On Wednesday, World Health Organization member states took the first step towards what many governments hope will be a legally binding treaty aimed at strengthening global defenses against pandemics.

A rare special session of the WHO governing body has agreed to establish an intergovernmental negotiating body to meet no later than March to begin negotiations on an international agreement designed to ensure a more coherent and equitable response to future pandemics. But the United States and other countries are pushing for a weaker mechanism that is not legally binding on member states.

WHO Director-General Dr Tedros Adhanom Ghebreyesus, a staunch supporter of a legally binding treaty, called the decision historic, calling it “a unique opportunity to strengthen the global health architecture to protect and promote the well-being of all people.”

This decision marked only the beginning of negotiations, which promise to be difficult to try to reach a consensus among the 194 Member States of WHO. The agreement requires negotiators to present the results of their discussions in May 2024.

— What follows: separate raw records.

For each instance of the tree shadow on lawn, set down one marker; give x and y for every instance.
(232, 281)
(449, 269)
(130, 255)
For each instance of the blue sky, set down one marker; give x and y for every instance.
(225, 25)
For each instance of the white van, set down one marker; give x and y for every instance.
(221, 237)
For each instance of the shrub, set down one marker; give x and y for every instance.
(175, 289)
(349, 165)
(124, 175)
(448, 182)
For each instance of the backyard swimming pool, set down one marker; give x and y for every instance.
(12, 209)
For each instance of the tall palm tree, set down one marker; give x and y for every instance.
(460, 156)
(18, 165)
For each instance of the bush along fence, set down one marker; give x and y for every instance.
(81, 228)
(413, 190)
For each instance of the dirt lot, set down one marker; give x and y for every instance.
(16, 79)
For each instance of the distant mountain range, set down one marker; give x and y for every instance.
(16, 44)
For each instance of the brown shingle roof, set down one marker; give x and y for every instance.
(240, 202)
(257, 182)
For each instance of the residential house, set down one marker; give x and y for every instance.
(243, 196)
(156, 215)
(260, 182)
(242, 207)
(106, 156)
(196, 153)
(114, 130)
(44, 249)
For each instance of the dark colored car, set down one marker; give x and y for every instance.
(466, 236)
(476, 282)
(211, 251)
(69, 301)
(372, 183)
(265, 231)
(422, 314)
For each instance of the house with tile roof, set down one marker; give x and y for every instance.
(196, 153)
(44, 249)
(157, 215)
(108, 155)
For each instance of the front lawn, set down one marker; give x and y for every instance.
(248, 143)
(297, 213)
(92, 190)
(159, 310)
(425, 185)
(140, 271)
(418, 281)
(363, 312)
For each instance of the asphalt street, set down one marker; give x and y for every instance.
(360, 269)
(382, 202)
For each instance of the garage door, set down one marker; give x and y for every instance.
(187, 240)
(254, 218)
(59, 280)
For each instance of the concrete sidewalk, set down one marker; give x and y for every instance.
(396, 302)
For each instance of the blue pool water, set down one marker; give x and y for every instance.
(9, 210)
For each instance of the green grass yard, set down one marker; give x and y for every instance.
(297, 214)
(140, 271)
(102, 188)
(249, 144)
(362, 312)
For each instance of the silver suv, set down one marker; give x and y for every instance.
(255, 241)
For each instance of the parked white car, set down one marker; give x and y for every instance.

The European Union and the United Kingdom have pushed for an ambitious treaty or legally binding convention for months. The discovery of the Omicron variant, which sparked a new wave of travel and border closure rules primarily targeting the South African countries where the variant was first discovered, has sparked renewed criticism that countries around the world are acting in a patchwork and discriminatory manner.

“There is no better response to the emergence of the Omicron Option than by bringing the international community together in support of efforts to strengthen the legal framework underlying our collective response to pandemics,” UK Ambassador to Geneva Simon Manley said on Twitter.

The United States described the initiative in a statement as “an important step,” but with the support of Brazil and other countries, it refused to commit itself to anything legally binding and left open the possibility of a weaker instrument.

The international agreement is designed to avoid repeating “fragmented and fragmented” moves by countries that, according to Dr. Tedros, have weakened the global response to Covid-19. Supporters of the treaty want to commit to sharing data, virus samples and technology, and ensuring equitable distribution of vaccines.

These questions raise politically sensitive questions of national sovereignty over access to outbreak sites and potential investigations into the causes of diseases – a source of tension between Western governments and China, which has resisted calls for an independent investigation into the emergence of Covid-19. in the Chinese city of Wuhan in early 2020.

China said this week that it “agrees in principle with the idea of ​​further enhancing compliance, financing, sharing and managing information.” But Beijing appears to have been wary of the new treaty and has warned against “politicization, stigmatization and instrumentalization.”